Krankenstand und Dienstverhältnis – eine Kombination, die rechtliche und finanzielle Herausforderungen birgt. Ob Kündigung, einvernehmliche Auflösung oder Entlassung: Als Arbeitgeber*in müssen Sie die Feinheiten der Entgeltfortzahlung und die rechtlichen Vorgaben kennen. In diesem Beitrag erfahren Sie, wie Sie rechtssicher handeln und typische Fallstricke vermeiden.
Einvernehmliche Auflösung im Krankenstand
Eine einvernehmliche Auflösung während eines Krankenstandes kann für beide Seiten eine pragmatische Lösung darstellen. Dennoch bleibt die Entgeltfortzahlung ein zentrales Thema.
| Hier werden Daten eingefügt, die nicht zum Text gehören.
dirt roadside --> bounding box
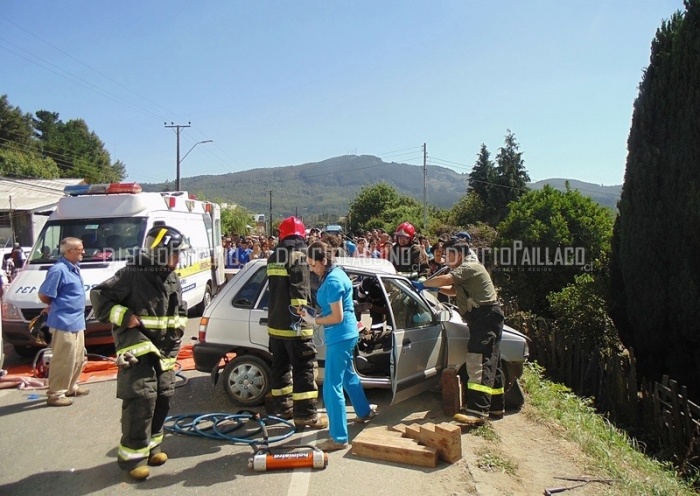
[416,403,611,496]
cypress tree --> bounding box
[610,1,700,398]
[468,144,498,224]
[493,130,530,224]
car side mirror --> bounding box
[437,308,452,322]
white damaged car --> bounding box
[193,257,528,408]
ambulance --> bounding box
[1,182,225,357]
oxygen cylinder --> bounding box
[248,449,328,471]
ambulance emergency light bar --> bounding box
[64,182,143,196]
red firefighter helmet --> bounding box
[394,222,416,242]
[278,216,306,240]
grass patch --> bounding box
[521,362,696,495]
[475,447,518,475]
[471,423,500,442]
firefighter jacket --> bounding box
[390,243,429,276]
[266,236,312,339]
[90,254,187,398]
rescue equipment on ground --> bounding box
[31,347,53,378]
[249,446,327,471]
[164,410,328,471]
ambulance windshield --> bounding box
[29,217,148,264]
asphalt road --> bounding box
[0,319,467,496]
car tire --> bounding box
[195,282,213,316]
[222,355,271,407]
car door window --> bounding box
[383,278,433,330]
[232,267,267,308]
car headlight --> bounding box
[1,301,24,321]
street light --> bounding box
[177,140,213,191]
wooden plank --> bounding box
[402,422,462,463]
[352,428,438,468]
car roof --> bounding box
[244,255,396,274]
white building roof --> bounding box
[0,178,85,212]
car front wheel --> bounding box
[222,355,271,406]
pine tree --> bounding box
[610,2,700,399]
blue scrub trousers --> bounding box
[323,336,371,443]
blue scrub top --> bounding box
[39,257,86,332]
[316,265,358,346]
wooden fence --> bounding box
[507,312,700,475]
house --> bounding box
[0,178,85,249]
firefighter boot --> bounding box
[129,464,150,481]
[148,451,168,466]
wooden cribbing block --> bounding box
[401,422,462,463]
[351,426,438,468]
[441,367,462,416]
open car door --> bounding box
[378,276,444,404]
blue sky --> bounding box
[0,1,684,186]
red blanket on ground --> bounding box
[0,343,196,390]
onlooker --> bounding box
[260,239,273,258]
[231,239,252,268]
[379,233,392,260]
[342,234,357,257]
[354,238,371,258]
[301,241,376,451]
[416,238,503,426]
[429,241,445,276]
[3,256,14,281]
[267,217,327,429]
[11,242,26,279]
[90,225,189,481]
[223,238,236,269]
[38,237,88,407]
[369,240,381,258]
[250,240,262,260]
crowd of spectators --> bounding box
[222,225,473,276]
[222,233,276,269]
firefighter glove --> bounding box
[116,352,139,370]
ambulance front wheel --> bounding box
[195,282,213,316]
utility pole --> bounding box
[269,190,273,235]
[9,195,14,244]
[164,122,191,191]
[423,143,428,232]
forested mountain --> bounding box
[142,155,621,216]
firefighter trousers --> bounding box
[463,305,504,418]
[269,336,318,420]
[116,356,175,470]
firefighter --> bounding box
[90,225,189,481]
[267,216,327,429]
[390,222,429,276]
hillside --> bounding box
[529,178,621,209]
[142,155,621,217]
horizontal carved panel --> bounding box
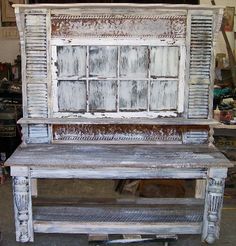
[51,15,186,38]
[53,124,209,144]
[53,124,182,142]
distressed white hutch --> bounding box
[6,3,233,244]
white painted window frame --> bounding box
[51,38,186,118]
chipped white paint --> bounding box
[51,14,187,39]
[52,111,178,119]
[51,38,185,46]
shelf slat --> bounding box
[18,117,219,126]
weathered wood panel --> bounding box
[18,117,219,126]
[183,130,209,144]
[89,46,117,78]
[58,81,86,112]
[51,14,186,38]
[57,46,86,78]
[89,80,117,111]
[120,46,148,78]
[28,124,48,143]
[150,80,178,110]
[5,144,232,168]
[119,80,148,111]
[34,221,201,235]
[31,197,204,206]
[30,168,207,179]
[150,46,179,78]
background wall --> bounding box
[0,39,20,64]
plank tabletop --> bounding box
[5,144,232,168]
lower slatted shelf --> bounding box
[33,205,203,235]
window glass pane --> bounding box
[89,80,117,111]
[57,46,86,78]
[150,46,179,78]
[58,80,86,112]
[150,80,178,110]
[119,80,148,111]
[89,46,117,78]
[120,46,148,78]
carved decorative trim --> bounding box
[53,124,182,142]
[51,14,186,20]
[205,178,225,244]
[13,177,31,242]
[51,14,186,38]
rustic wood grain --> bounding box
[6,144,232,168]
[18,117,219,125]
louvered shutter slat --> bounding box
[188,15,213,119]
[25,12,49,142]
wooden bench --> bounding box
[6,3,233,244]
[6,143,232,243]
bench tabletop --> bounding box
[5,144,232,169]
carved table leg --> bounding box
[202,168,227,244]
[13,176,34,242]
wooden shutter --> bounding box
[188,15,213,119]
[24,11,49,142]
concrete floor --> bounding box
[0,179,236,246]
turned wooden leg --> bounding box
[13,175,34,242]
[202,168,227,244]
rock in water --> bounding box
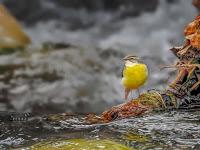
[0,4,30,48]
[20,139,132,150]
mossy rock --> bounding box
[20,139,132,150]
[0,47,23,55]
[122,133,150,143]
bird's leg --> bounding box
[137,88,140,97]
[125,88,131,100]
[130,90,133,100]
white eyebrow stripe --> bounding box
[125,61,138,67]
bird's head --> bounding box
[123,55,140,64]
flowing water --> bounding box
[0,110,200,149]
[0,0,200,149]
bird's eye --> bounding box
[110,111,119,121]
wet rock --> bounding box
[194,144,200,149]
[53,0,159,12]
[98,48,124,60]
[15,72,62,83]
[3,0,159,25]
[42,42,73,51]
[166,0,177,4]
[29,102,69,114]
[0,64,25,74]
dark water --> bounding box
[0,110,200,149]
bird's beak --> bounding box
[122,56,128,60]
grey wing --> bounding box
[121,64,125,78]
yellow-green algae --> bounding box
[122,133,150,143]
[18,139,132,150]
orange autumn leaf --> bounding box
[184,21,199,37]
[184,15,200,49]
[190,32,200,49]
[0,4,31,48]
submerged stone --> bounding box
[21,139,132,150]
[122,133,150,143]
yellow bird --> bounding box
[122,55,148,100]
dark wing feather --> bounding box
[121,64,125,78]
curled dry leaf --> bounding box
[101,100,149,123]
[184,16,200,49]
[184,20,198,37]
[190,32,200,49]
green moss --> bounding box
[0,47,24,55]
[122,133,150,143]
[22,139,132,150]
[15,72,62,82]
[41,42,72,53]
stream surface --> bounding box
[0,110,200,149]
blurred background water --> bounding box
[0,0,197,114]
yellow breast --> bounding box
[122,63,148,89]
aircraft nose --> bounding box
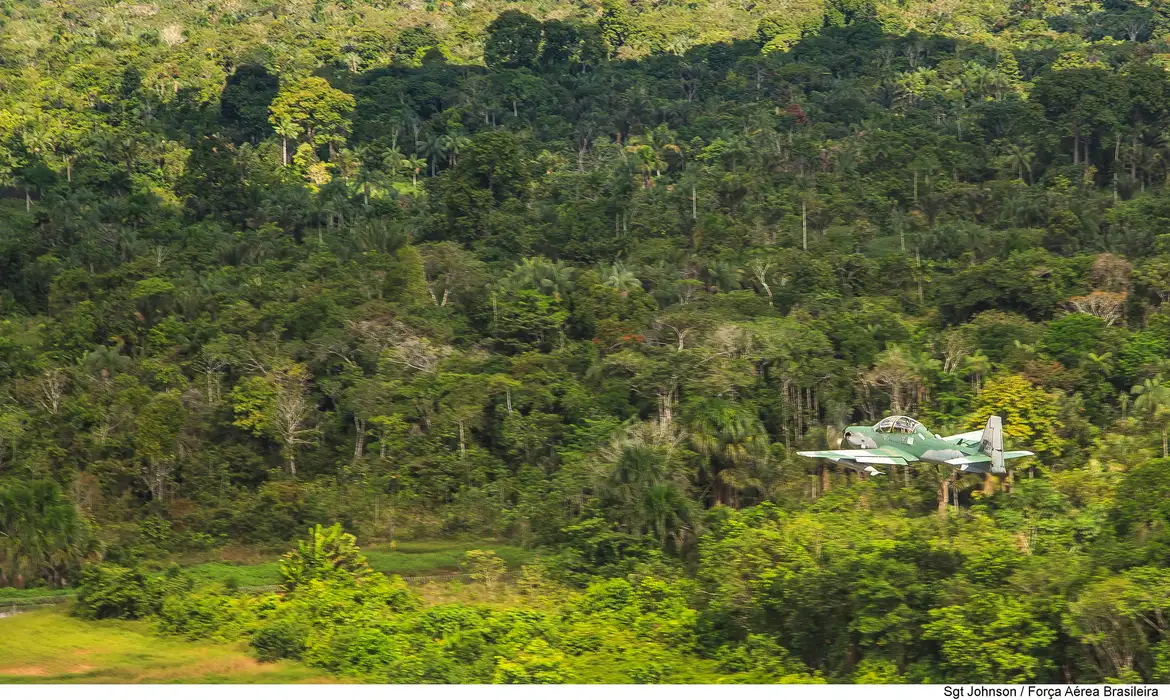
[844,430,861,447]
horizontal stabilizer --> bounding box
[945,454,997,474]
[941,429,984,445]
[945,449,1033,474]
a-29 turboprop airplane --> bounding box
[797,415,1034,476]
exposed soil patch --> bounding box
[0,664,94,677]
[0,666,49,676]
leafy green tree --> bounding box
[484,11,544,69]
[598,0,639,54]
[269,77,356,160]
[220,64,280,144]
[1066,568,1170,681]
[966,374,1066,459]
[1039,313,1106,369]
[923,594,1056,682]
[135,391,186,502]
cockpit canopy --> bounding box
[874,415,925,434]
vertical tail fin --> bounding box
[980,415,1006,474]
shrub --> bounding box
[73,564,148,619]
[714,634,824,683]
[280,523,372,592]
[303,619,405,676]
[73,562,191,619]
[252,572,419,666]
[156,591,259,642]
[252,617,310,661]
[492,638,568,684]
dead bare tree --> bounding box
[37,368,67,415]
[386,335,452,374]
[747,260,774,300]
[862,347,920,414]
[272,369,319,477]
[140,456,175,502]
[191,352,227,403]
[1067,291,1127,327]
[939,330,972,375]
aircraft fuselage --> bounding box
[842,417,980,464]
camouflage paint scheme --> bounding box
[797,415,1033,476]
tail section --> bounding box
[979,415,1006,474]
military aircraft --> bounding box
[797,415,1033,476]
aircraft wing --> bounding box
[796,447,918,475]
[944,450,1034,474]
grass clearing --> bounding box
[182,539,535,588]
[185,561,282,588]
[365,540,535,576]
[0,607,333,683]
[0,587,74,603]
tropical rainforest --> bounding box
[5,0,1170,685]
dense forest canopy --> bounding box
[5,0,1170,684]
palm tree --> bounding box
[795,174,817,251]
[890,206,912,253]
[603,262,641,297]
[1086,352,1113,375]
[642,125,682,175]
[1132,376,1170,457]
[350,143,379,206]
[1004,142,1034,184]
[706,260,741,292]
[598,422,693,548]
[642,483,695,551]
[679,167,702,221]
[420,133,447,177]
[539,260,576,300]
[962,350,991,394]
[687,398,770,507]
[0,480,94,588]
[342,52,362,73]
[441,132,471,167]
[401,154,426,187]
[273,117,302,167]
[624,143,664,188]
[506,257,577,300]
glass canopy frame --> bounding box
[874,415,924,434]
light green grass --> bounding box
[182,540,535,588]
[0,607,334,683]
[185,561,283,588]
[365,540,534,576]
[0,587,75,603]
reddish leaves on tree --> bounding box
[785,103,810,125]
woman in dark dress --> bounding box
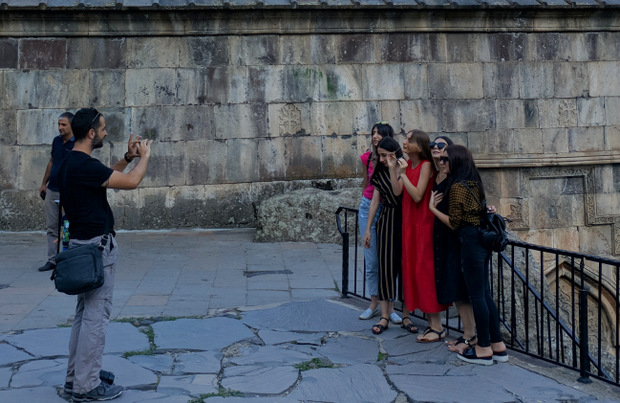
[430,136,476,353]
[429,145,507,365]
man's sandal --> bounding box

Entgeltfortzahlungspflicht trotz Ende des Arbeitsverhältnisses
Nach § 5 EFZG (für Arbeiter*innen) und § 9 AngG (für Angestellte) sind Sie als Arbeitgeber*in verpflichtet, das Krankenentgelt weiter zu zahlen – selbst über das Ende des Arbeitsverhältnisses hinaus. Wichtig ist: Die Dauer der Entgeltfortzahlung richtet sich nach dem im bisherigen Arbeitsjahr noch offenen Kontingent.
Beispiel aus der Praxis:
Ein Arbeiter trat am 06.03.2019 in das Unternehmen ein, und sein Arbeitsjahr für die Krankenstandsverwaltung lief jeweils vom 06.03. bis 05.03. des folgenden Kalenderjahres. Sein Krankenstand dauerte vom 17.01.2023 bis 14.05.2023. Während dieses Krankenstandes wurde eine einvernehmliche Auflösung per 28.02.2023 vereinbart. Der Arbeitgeber zahlte das Krankenentgelt nach Beendigung des Dienstverhältnisses nur bis zum 05.03.2023, da er den 05.03.2023 als letzten Tag des laufenden Arbeitsjahres ansah. Der Arbeitnehmer forderte hingegen die Entgeltfortzahlung bis zur Ausschöpfung der gesetzlichen Dauer, konkret bis zum 06.04.2023.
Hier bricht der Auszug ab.